Historia de la niña que intentó sobrevivir a Hiroshima con 1000 grullas de papel

Historia de la niña que intentó sobrevivir a Hiroshima con 1000 grullas de papel

Tiene dos años Sadako Sasaki. Se encuentra a un par de kilómetros del lugar de la explosión cuando Niñito - tu puedes imaginar un nombre más paradójicamente cruel para una bomba atómica? -, deja un rastro de dolor, destrucción y muerte:

60.175 muertes inmediatas, que pronto se elevaron a 100.000 por radiación, más 180.000 desplazados. En 2002, 57 años después, había 285.000 hibakusha, es decir, víctimas de la radiación.

Sadako una infancia más o menos normal crece, se convierte en una niña con la alegría y el hambre de los niños que tienen que crecer y se dedica al deporte. En la carrera en particular: 50 metros en 7,6 segundos: es el mas rapido de todos. Pero a la edad de 11 años, los efectos del lluvia radiactiva se hacen oír: en 1954 Sadako entrena para una carrera importante, pero un ataque vertiginoso lo tira al suelo. ES leucemia causada por la radiación de la bomba atómica.

Sadako Ella es una niña, pero 9 años en estrecho contacto con las consecuencias de la tragedia de Hiroshima la hicieron mucho más consciente de lo que debería ser una niña de su edad: él sabe que no tendrá escapatoria. Pero la esperanza sigue brillando en los ojos de un niño, aunque lo haya visto todo, demasiado, y el sueño sigue latiendo en el alma pura.

Sadako se basa en una antigua leyenda que cualquiera que haya logrado crear mil grullas de papel con la técnica del origami (la grulla es un símbolo de larga vida) podría haber pedido un deseo.
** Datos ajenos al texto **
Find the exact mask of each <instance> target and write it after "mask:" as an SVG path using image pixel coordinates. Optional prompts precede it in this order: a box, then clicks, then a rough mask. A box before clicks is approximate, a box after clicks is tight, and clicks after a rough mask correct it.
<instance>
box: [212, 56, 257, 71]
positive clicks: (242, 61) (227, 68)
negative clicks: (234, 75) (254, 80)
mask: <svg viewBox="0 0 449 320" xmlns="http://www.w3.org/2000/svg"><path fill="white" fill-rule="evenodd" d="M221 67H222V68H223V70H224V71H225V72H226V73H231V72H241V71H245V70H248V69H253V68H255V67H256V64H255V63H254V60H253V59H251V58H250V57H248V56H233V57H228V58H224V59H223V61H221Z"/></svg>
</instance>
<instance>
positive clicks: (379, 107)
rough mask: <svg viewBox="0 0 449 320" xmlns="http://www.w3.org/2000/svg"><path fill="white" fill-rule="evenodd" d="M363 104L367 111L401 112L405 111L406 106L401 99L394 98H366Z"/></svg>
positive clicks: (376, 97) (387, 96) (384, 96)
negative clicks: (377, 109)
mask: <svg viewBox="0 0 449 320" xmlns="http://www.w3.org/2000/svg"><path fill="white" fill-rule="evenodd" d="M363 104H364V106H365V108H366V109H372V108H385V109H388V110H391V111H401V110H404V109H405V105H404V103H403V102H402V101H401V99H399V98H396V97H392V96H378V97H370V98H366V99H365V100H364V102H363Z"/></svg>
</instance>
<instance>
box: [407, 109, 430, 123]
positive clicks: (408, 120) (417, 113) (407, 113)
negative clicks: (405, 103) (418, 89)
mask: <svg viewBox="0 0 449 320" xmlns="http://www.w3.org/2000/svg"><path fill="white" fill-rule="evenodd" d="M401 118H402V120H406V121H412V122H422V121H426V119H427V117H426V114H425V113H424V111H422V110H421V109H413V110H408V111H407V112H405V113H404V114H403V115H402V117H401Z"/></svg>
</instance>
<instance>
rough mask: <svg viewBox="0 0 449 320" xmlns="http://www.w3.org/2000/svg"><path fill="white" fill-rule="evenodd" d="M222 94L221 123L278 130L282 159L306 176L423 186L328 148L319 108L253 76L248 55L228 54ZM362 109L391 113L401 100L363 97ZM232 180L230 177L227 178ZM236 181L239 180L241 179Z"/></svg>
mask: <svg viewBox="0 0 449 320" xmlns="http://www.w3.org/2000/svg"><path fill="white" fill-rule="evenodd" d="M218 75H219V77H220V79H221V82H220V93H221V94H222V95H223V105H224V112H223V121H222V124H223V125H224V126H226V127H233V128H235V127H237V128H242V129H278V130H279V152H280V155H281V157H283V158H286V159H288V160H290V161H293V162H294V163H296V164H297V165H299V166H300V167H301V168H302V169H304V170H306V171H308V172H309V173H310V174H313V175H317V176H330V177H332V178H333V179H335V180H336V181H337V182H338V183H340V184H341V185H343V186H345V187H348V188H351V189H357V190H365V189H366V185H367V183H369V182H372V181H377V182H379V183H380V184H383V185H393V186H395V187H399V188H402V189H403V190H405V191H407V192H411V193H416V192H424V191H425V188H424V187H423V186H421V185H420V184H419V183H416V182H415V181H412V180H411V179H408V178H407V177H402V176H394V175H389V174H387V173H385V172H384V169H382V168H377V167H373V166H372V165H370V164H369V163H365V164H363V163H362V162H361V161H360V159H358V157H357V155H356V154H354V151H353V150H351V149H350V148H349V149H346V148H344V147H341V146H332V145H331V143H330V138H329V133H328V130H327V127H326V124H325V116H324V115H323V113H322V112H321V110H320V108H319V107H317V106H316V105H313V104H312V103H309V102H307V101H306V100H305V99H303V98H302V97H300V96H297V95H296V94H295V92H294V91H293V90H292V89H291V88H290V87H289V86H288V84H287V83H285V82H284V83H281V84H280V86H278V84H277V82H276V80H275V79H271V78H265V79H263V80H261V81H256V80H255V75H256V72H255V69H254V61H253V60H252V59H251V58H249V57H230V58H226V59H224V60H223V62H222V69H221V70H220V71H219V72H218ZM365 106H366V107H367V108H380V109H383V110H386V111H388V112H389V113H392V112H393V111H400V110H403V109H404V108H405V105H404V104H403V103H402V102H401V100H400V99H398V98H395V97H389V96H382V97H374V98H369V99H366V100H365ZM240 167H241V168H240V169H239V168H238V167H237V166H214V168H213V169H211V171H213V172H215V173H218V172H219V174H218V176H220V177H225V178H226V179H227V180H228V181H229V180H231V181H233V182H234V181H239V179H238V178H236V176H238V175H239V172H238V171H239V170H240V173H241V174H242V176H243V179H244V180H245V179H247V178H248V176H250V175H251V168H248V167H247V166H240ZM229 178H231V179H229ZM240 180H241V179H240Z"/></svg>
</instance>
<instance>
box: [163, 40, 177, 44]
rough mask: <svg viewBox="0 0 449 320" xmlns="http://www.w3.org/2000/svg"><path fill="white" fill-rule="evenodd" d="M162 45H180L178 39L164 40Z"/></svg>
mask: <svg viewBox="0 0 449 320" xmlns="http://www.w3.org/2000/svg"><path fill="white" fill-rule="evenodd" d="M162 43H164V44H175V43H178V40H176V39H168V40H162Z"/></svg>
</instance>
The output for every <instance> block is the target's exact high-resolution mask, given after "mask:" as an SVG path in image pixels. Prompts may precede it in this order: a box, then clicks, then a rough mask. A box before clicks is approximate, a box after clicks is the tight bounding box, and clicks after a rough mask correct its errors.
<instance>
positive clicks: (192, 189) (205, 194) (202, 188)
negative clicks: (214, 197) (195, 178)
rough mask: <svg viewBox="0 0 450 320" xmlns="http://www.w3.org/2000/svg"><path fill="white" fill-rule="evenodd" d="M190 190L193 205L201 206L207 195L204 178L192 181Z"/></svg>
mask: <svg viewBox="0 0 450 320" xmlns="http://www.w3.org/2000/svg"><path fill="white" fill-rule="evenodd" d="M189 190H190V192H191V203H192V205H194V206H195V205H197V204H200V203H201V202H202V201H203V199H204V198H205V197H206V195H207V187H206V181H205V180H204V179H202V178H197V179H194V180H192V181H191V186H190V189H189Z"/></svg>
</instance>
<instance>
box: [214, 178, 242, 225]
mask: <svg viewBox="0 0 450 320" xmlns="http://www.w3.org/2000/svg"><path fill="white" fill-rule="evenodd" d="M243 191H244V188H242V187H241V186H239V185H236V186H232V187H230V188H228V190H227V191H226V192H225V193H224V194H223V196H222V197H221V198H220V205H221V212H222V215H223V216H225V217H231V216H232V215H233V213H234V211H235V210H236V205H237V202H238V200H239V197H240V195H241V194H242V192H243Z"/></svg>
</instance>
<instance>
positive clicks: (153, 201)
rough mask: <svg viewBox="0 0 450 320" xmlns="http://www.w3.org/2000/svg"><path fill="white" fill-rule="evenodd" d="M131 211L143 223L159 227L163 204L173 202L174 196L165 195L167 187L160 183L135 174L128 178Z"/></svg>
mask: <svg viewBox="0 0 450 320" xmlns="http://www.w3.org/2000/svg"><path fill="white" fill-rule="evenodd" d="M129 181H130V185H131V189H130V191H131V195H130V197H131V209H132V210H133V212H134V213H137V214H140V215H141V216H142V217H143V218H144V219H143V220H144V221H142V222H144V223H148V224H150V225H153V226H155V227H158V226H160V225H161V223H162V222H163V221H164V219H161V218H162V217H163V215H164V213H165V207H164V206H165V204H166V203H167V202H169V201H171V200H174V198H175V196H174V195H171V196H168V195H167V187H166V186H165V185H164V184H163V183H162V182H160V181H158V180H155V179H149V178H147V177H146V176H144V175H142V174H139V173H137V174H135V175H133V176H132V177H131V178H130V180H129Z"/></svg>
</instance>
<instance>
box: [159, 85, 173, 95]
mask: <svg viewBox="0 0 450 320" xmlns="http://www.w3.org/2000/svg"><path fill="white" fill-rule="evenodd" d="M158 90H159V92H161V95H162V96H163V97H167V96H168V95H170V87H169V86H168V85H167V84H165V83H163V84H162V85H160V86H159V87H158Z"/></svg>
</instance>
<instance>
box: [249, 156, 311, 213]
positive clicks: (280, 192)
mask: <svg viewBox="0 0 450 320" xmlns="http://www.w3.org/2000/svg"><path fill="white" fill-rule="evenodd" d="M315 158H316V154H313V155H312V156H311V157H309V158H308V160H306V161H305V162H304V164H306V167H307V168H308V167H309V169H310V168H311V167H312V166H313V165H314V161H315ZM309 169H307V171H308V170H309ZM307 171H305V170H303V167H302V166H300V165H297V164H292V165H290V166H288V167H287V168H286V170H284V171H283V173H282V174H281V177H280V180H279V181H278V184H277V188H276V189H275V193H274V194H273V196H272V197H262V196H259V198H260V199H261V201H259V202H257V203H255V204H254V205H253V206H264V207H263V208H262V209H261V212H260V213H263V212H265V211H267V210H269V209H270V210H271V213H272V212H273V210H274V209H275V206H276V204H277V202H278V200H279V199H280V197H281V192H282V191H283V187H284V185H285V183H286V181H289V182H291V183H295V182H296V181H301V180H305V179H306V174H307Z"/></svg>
Sadako lo cree. Crea muchas pequeñas grullas con sus manos. Su deseo no es egoísta: claro, quiere volver a correr, pero más aún quiere paz y salud para todo el sufrimiento.

Sadako pasa 14 meses en el hospital de la Cruz Roja de Hiroshima. Haga grullas con cualquier tipo de papel que pueda recuperar, incluso con el cartón de los envases de medicamentos. Hay varias versiones de la cantidad de grúas que realmente fabricó Sadako. Pero no importa cuantos sean: todos descansan con ella.

Fuente: Web
Fuente: Web

En 1958 enParque Conmemorativo de la Paz de Hiroshima una estatua que representa Sadako sosteniendo una grulla dorada hacia el cielo. Se convirtió en el Monumento a la paz de los niños. A sus pies, una placa:

Este es tu grito. Nuestra oración. Paz en el mundo.

Esta historia no pretende ocultar los otros cientos, miles de historias enterradas, desconocidas y no contadas. De hecho, quiere ser un símbolo de todas esas historias.

La estatua dedicada a Sadako (Fuente: web)

No olvidaremos a Sadako. No la olvidaremos a ella ni a los cientos de miles de víctimas de una masacre sin fin. Los recordamos con una pequeña grulla de papel, con un libro (El gran sol de Hiroshima de Karl Bruckner) o una canción, Mil grullas de papel de Mono.